Born in Portsmouth, the writer worked for the New Statesman before moving to the United States to work for The Atlantic, Slate and, most notably, Vanity Fair. News of his death in Houston, Texas saw a flood of tributes hit the social network. 





"My Friend and Mentor" by Eli Lake
carlo from

It is fitting that Christopher Hitchens would die one day after the official ceremonies in Baghdad to end the Iraq war. I befriended Christopher and his family in the fall of 2002 in the run up to that war. I will never forget the evening we met. I had just started dating a woman I nearly married and we returned to a party hosted by one of my editors. There was Christopher, holding court, surrounded by journalists and aspiring intellectuals. Even though that evening the pending war was on everyone’s minds, Christopher wanted to talk about the Balkans.

That evening Christopher and I talked until the sun came up. He mainly talked and I mainly listened. We discussed the history of neoconservativism (he did not approve of Norman Podhoretz and instructed me to read one of his essays from 1984 about George Orwell as an example of quoting someone out of context. He did however think Paul Wolfowitz was willfully misunderstood by his progressive critics). We discussed the cold war and the importance of Arthur Koestler and why every political writer must read Darkness at Noon. He then treated me to a brief history of American socialism from Eugene Debs to Norman Thomas.

Sometimes Christopher is called a “contrarian,” but I never thought that label was right. It’s true that he delighted in argument and intellectual confrontation. But he did not just believe things because they were controversial or because no one else in his circle was making the arguments. On the Iraq war, he never stopped saying and writing that the war was just and that American arms were needed to end the regime of Saddam Hussein. But Christopher did not arrive at this position simply because his old colleagues at the Nation Magazine did not. He came to support the Iraq war after befriending many Iraqis, and particularly Kurds, who told him about the horrors of that dictatorship. For Christopher, supporting the war was an expression of his anti-totalitarianism. He would later say that the war pitted the anti-totalitarian left against the anti-imperialist left.

Of all the arguments that he despised in this period from the anti-war crowd, the one that most bothered him was the claim that Saddam Hussein was like any other tyrant. I remember once when another intellectual at his dinner table asked why America should intervene in Iraq but not in Egypt, he said calmly, “No. Stop right there. That is a lie.”
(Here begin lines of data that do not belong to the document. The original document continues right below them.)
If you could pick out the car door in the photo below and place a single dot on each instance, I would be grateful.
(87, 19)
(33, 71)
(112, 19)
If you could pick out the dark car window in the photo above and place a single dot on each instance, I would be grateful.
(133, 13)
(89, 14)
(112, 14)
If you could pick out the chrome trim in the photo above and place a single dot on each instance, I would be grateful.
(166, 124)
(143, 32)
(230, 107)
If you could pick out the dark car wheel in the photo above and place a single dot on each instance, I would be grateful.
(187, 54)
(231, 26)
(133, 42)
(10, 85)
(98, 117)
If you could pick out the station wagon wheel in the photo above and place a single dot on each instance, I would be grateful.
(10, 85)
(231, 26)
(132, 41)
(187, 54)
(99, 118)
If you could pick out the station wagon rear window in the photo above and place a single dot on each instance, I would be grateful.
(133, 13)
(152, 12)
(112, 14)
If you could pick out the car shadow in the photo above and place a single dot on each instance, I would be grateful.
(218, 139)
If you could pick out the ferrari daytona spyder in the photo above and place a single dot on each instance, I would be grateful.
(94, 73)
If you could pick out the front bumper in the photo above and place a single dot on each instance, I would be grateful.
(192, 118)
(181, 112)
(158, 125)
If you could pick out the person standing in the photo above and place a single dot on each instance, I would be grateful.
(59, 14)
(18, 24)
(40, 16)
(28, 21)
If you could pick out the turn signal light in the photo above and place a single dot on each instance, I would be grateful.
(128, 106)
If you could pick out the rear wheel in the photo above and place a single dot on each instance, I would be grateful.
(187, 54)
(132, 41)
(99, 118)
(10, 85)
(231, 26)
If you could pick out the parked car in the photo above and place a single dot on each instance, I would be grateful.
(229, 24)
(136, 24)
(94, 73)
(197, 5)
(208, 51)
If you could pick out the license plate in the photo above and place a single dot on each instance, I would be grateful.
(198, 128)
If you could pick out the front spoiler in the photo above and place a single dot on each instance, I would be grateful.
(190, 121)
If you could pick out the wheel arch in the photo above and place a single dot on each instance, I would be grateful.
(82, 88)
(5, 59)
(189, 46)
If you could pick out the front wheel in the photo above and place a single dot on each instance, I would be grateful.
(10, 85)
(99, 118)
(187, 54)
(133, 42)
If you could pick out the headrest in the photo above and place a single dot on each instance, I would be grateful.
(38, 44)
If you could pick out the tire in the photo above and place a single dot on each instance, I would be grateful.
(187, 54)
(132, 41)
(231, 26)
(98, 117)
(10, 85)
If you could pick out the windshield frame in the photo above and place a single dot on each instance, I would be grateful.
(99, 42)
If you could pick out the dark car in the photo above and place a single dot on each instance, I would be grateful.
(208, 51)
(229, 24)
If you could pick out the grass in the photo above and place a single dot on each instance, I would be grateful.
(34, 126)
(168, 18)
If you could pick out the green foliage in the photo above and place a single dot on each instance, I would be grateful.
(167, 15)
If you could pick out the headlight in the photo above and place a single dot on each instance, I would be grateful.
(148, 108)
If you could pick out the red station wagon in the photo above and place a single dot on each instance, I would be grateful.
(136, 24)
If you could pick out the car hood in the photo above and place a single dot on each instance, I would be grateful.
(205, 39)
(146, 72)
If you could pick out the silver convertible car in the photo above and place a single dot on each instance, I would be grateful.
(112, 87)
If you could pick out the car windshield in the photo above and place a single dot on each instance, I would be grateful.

But despite his support for the Iraq war, he never hesitated from writing clearly, when he saw fit, about all of the problems in its implementation. He skewered the Bush administration for failing to build adequate power plants in the first year after the fall of the regime. He demanded that heads roll after it was learned that a western consulting group called the Lincoln Group was paying for placement of pro-coalition editorials in Iraqi newspapers. He wrote about his horror at the photos from Abu Ghraib, but in his same column he made the crucial point that the prison under the Americans was not as horrific as it was under Saddam Hussein.

Christopher’s friendship was a mentorship. I rarely left his apartment or his summer home in California without at least one book he would assign. When he wanted to make a point, he could be withering. I remember once when we were discussing Ariel Sharon’s government in Israel, Christopher stopped me in my tracks and recalled in vivid detail the latest atrocity he had read about settler violence. “That was a pogrom,” he told me provocatively. “What is Sharon doing about that?” Another time, before he wrote his treatise on Atheism, he scolded me for believing in God. “So you believe in the Lord,” he said. “Well, then you’re a serf.”

My fondest memory of Christopher was Valentines Day in 2005. He had just returned from Iraq and his wife Carol and daughter Antonia were away. My girlfriend and I ran into him on the street. We had been planning our own private dinner, but Christopher sweetly asked if we were busy that evening. For Christopher, of course we were not. So it was the three of us that night and we discussed everything from the Rolling Stones “Street Fighting Man” to the philosophy of Martha Nussbaum. He said he considered her perhaps the greatest living intellectual. I disagreed. A strong contender for that honor was sitting across the table from me that night. I will miss him. 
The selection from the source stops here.